Red Hatはこれまで、サーバ仮想化レイヤーでは「Red Hat OpenStack Platform」「Red Hat Virtualization」の2製品を提供してきた。だが、いずれも一般企業のオンプレミスにおけるサーバ仮想化基盤としては浸透していない。OpenShiftも、一般企業では多くの場合、vSphere上で動いている。
Red Hatが新たに発表したOpenShift Virtualizationは、KubeVirtというOSSプロジェクトに基づくOpenShiftの機能で、KubernetesからKVM上の仮想マシンの作成、起動、停止などの運用管理ができる。ストレージ、ネットワークの運用も統一できる。つまり、OpenShiftという単一の基盤ツールで、サーバ仮想化とコンテナを統合的に運用できることになる。
これは、コンテナと仮想マシンが混在するアプリケーションの開発と運用を容易にするというメリットにつながる。
例えば「新しいアプリケーションをコンテナベースで開発したい、だが仮想マシン上の既存アプリケーション/データベースと組み合わせたい」という場合、既存アプリケーションをVMware ESXiハイパーバイザー上で稼働しているのであれば、これをKVMに移行し、ストレージもKubernetesによる利用管理に移行すればいいという。
こうして、既存アプリケーションをまず仮想マシンのままでOpenShiftに移行し、さらに優先順位をつけてコンテナ化を進めれば、OpenShiftでオンプレミスのITインフラ基盤を統合できることになり、サーバ仮想化製品へライセンス料を払う必要がなくなると、Red Hatは説明した。
顧客に対し、vSphereからKVMへの移行を促すのが容易ではないことは、過去の経験からRed Hatとしても承知の上だろう。同社は、「クラウド、そしてコンテナに将来があると考えるならば、サーバ仮想化からコンテナを考えるのではなく、コンテナを中核としてITインフラ戦略を描くべきだ」と訴えようとしている。

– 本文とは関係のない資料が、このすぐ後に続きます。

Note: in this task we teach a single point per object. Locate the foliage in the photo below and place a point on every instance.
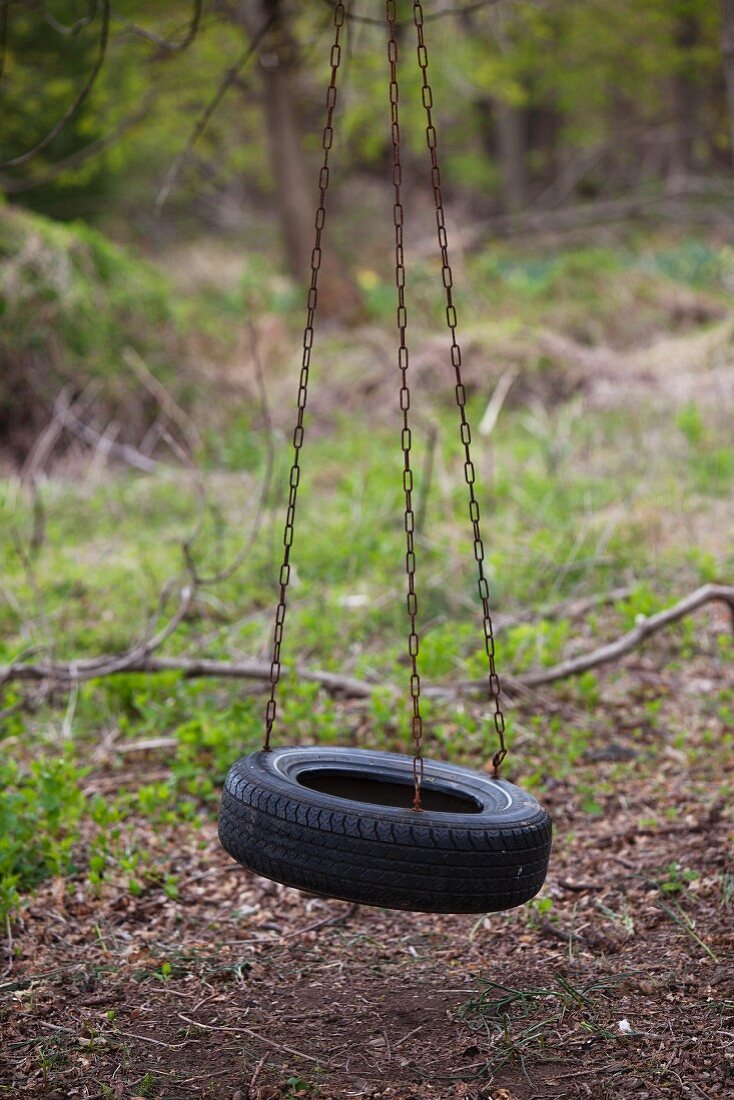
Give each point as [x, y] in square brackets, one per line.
[590, 83]
[40, 812]
[90, 301]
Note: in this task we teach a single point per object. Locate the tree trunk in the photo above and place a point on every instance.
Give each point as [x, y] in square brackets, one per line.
[295, 178]
[727, 50]
[685, 96]
[512, 147]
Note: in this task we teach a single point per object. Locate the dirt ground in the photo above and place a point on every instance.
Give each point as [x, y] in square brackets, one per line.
[619, 983]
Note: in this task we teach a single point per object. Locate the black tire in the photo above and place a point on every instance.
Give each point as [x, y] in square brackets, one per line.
[479, 846]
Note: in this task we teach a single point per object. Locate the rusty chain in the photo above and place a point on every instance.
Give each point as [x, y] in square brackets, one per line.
[464, 430]
[406, 437]
[327, 140]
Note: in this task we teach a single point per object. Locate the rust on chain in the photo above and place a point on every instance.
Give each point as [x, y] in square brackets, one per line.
[406, 438]
[464, 430]
[327, 140]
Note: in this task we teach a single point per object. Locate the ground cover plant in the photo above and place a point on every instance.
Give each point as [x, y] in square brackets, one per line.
[138, 960]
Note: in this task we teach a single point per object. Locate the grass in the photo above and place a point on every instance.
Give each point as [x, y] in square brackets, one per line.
[518, 1022]
[574, 504]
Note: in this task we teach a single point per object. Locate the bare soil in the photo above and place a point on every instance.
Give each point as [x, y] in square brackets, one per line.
[620, 985]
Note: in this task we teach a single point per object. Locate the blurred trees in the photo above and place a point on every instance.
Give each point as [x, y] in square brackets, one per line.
[539, 102]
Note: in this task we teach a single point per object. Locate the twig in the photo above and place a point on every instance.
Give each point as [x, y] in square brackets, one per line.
[242, 554]
[327, 922]
[259, 1069]
[261, 1038]
[192, 668]
[707, 594]
[77, 102]
[140, 659]
[496, 400]
[167, 405]
[227, 81]
[89, 435]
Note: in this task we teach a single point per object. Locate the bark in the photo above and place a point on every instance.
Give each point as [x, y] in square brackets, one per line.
[512, 147]
[727, 51]
[685, 97]
[295, 177]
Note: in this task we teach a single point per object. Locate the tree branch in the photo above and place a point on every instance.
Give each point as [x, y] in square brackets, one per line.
[139, 658]
[76, 105]
[576, 666]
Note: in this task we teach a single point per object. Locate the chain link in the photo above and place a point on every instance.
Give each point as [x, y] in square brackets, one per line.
[464, 429]
[406, 437]
[294, 480]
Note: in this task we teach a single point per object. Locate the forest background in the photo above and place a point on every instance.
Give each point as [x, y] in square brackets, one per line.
[159, 167]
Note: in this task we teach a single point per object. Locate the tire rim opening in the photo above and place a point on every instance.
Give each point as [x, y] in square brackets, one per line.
[383, 791]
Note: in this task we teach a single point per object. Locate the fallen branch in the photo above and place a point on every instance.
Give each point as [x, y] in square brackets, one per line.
[140, 659]
[66, 674]
[707, 594]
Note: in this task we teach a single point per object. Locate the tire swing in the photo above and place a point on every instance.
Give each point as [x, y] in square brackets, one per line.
[383, 828]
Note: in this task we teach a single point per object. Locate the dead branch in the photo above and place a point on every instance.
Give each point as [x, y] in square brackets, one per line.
[140, 659]
[66, 674]
[99, 440]
[576, 666]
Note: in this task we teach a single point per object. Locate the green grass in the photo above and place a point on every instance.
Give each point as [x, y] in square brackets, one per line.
[574, 504]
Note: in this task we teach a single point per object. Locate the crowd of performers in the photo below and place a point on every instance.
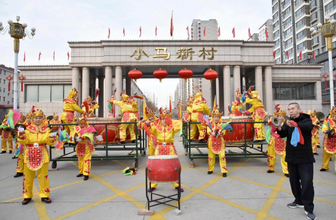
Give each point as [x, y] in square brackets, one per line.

VMwareは2020年3月、「VMware Tanzu」製品群を正式発表した。2020年5月中に提供開始予定の「VMware Cloud Foundation with Tanzu」では、vSphereの管理ツールであるvCenterで、ESXi上の仮想マシンとコンテナを統合運用できるようになる。

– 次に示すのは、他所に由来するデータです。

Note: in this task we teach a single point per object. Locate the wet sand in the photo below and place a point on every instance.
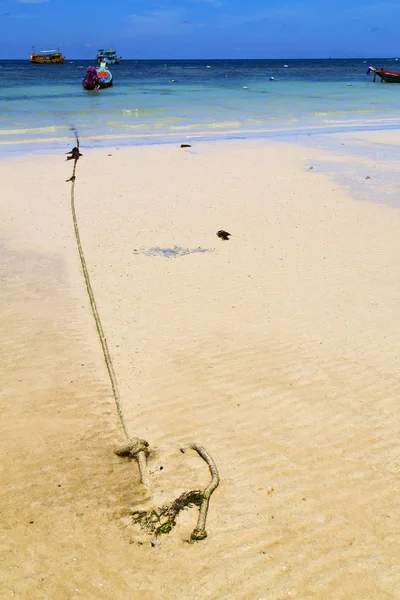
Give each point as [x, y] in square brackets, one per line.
[277, 350]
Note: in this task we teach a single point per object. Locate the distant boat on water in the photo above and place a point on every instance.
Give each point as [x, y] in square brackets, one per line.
[387, 76]
[46, 57]
[109, 56]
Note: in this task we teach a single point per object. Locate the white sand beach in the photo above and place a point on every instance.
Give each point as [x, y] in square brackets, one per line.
[277, 350]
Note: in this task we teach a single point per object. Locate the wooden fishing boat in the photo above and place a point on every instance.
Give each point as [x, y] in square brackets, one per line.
[387, 76]
[97, 78]
[109, 56]
[46, 57]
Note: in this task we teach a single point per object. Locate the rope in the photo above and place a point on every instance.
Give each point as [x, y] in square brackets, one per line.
[200, 533]
[75, 154]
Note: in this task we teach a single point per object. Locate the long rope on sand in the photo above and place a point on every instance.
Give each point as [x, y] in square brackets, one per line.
[74, 155]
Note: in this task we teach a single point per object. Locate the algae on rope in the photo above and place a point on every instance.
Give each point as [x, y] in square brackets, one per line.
[161, 520]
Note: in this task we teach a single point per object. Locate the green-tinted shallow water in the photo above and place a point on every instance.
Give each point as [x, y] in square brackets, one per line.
[160, 101]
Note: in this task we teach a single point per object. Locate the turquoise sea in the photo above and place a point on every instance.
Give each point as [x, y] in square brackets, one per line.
[182, 100]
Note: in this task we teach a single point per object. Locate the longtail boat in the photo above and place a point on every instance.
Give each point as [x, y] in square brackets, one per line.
[46, 57]
[387, 76]
[97, 78]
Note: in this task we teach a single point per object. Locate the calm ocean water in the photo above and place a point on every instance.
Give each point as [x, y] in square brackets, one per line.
[160, 101]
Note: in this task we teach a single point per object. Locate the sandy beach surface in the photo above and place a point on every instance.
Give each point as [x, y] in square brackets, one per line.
[277, 350]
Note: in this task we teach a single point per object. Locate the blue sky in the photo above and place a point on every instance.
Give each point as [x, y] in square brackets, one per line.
[201, 28]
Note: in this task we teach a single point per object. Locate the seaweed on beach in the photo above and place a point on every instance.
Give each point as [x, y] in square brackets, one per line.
[163, 519]
[172, 252]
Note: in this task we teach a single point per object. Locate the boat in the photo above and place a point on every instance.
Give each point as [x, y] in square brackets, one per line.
[387, 76]
[109, 56]
[97, 78]
[46, 57]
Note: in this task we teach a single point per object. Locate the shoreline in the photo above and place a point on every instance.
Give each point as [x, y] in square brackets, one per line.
[107, 141]
[277, 350]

すなわち、VMwareは、企業のサーバ仮想化基盤におけるシェアを基盤に、注目度が急上昇するKubernetesへのニーズを取り込もうとしている。一方Red Hatは、Kubernetesの勢いと、Kubernetesを採用した企業向けコンテナ基盤における実績を基に、サーバ仮想化を取り込もうとしている。

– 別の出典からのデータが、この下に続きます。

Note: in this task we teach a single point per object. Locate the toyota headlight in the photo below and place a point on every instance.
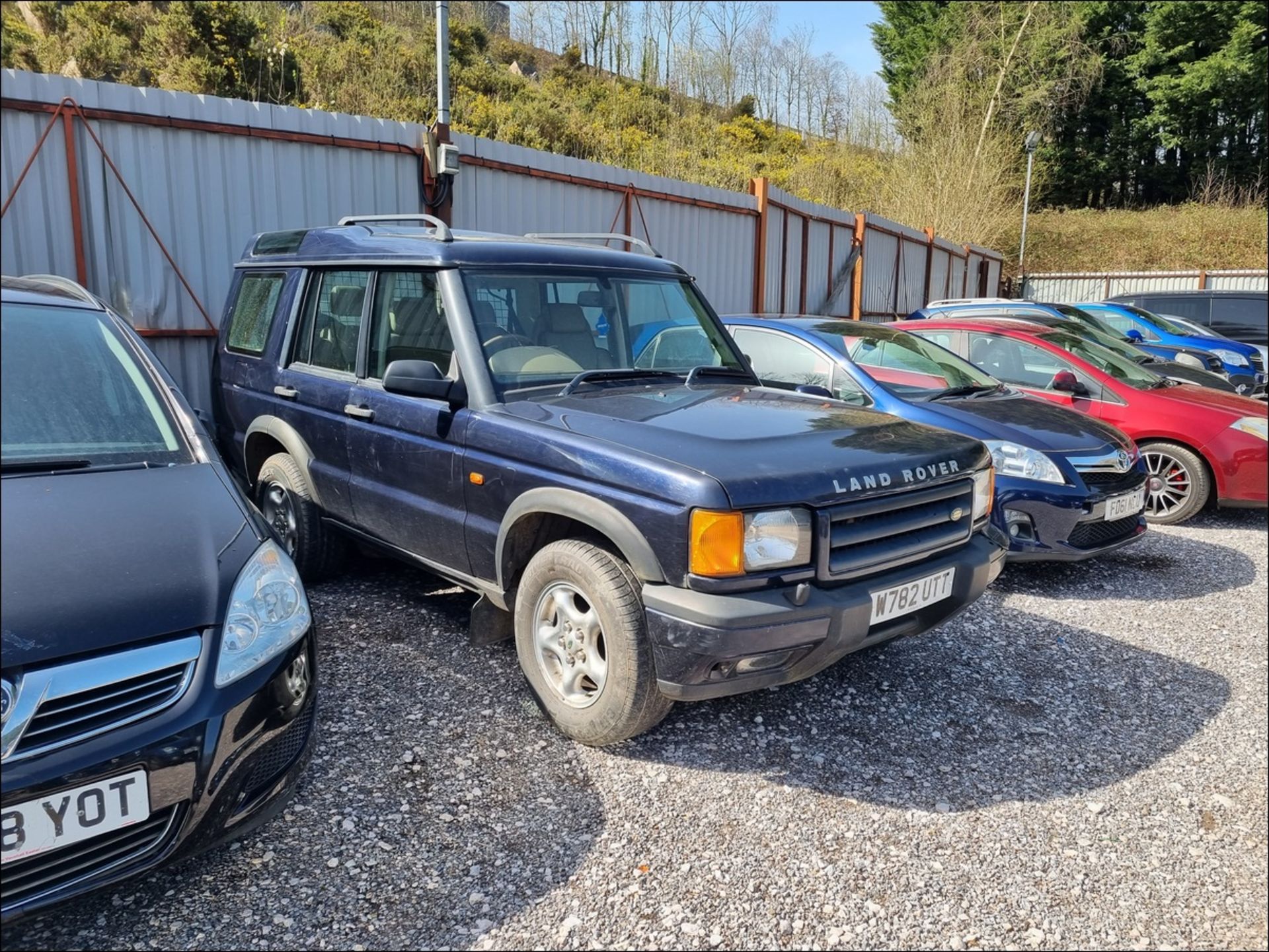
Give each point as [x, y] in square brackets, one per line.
[1230, 357]
[1256, 426]
[268, 612]
[1023, 462]
[734, 543]
[983, 491]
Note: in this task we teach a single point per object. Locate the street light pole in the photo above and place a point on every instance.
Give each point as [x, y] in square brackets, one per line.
[1030, 145]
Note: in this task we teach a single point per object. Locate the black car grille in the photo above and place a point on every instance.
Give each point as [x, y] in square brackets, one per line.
[278, 754]
[1110, 484]
[880, 534]
[63, 720]
[1092, 535]
[30, 879]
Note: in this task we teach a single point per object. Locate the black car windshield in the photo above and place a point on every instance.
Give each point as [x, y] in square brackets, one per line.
[75, 396]
[1121, 368]
[904, 363]
[542, 328]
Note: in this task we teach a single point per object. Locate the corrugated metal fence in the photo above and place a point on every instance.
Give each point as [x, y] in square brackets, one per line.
[1074, 287]
[210, 172]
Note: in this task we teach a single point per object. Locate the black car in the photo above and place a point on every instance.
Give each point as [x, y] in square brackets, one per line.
[570, 431]
[158, 640]
[1237, 314]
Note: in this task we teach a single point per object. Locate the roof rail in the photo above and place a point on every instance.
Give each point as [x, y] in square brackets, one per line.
[594, 236]
[443, 233]
[74, 288]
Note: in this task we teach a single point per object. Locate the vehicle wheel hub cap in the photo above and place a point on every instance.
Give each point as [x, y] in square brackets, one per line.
[570, 644]
[1169, 486]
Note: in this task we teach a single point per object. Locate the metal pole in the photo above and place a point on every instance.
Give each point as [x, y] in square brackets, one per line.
[1022, 248]
[443, 62]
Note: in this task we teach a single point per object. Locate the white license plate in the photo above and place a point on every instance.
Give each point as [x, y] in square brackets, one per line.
[1126, 505]
[906, 599]
[71, 815]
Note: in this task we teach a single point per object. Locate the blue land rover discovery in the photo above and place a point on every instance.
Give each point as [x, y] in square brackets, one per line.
[645, 519]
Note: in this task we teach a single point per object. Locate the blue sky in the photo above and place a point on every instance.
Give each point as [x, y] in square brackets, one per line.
[841, 27]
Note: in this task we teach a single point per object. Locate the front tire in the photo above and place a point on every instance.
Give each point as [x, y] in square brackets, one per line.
[285, 497]
[1178, 484]
[582, 640]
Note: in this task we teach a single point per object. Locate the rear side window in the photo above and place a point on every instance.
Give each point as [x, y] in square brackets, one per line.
[332, 322]
[254, 311]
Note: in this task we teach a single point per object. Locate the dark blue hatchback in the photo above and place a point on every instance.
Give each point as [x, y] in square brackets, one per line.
[1067, 487]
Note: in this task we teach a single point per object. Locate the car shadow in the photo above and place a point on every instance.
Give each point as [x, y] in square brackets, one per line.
[438, 803]
[1161, 566]
[997, 705]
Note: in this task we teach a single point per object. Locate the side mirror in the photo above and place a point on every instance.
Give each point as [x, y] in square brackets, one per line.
[1066, 382]
[422, 378]
[814, 390]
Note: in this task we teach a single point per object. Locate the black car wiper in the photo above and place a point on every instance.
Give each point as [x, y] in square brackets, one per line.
[629, 373]
[44, 466]
[732, 373]
[966, 390]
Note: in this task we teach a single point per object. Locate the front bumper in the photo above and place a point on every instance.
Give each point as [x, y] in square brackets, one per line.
[697, 637]
[219, 762]
[1063, 523]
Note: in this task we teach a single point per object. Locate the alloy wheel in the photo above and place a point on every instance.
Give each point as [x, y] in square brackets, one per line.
[1169, 484]
[570, 644]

Red HatはOpenShiftで、主要パブリッククラウド事業者と比べても、企業向けのアプリケーション開発・運用基盤として、より充実した包括的な機能を備えていると説明した。
Red HatのOpenShift担当者は、VMware Tanzuとの比較に関する質問に対し、主に実績と機能、エコシステムの広がりを取り上げて自社の優位性を訴えた。同社が過去5年にわたってKubernetesに取り組んできており、約1700の顧客がいること、主要パブリッククラウドの全てで既に稼働していること、そしてOpenShift上には多数のパートナーによるアプリケーションサービスのエコシステムが既に構築されていることを強調した。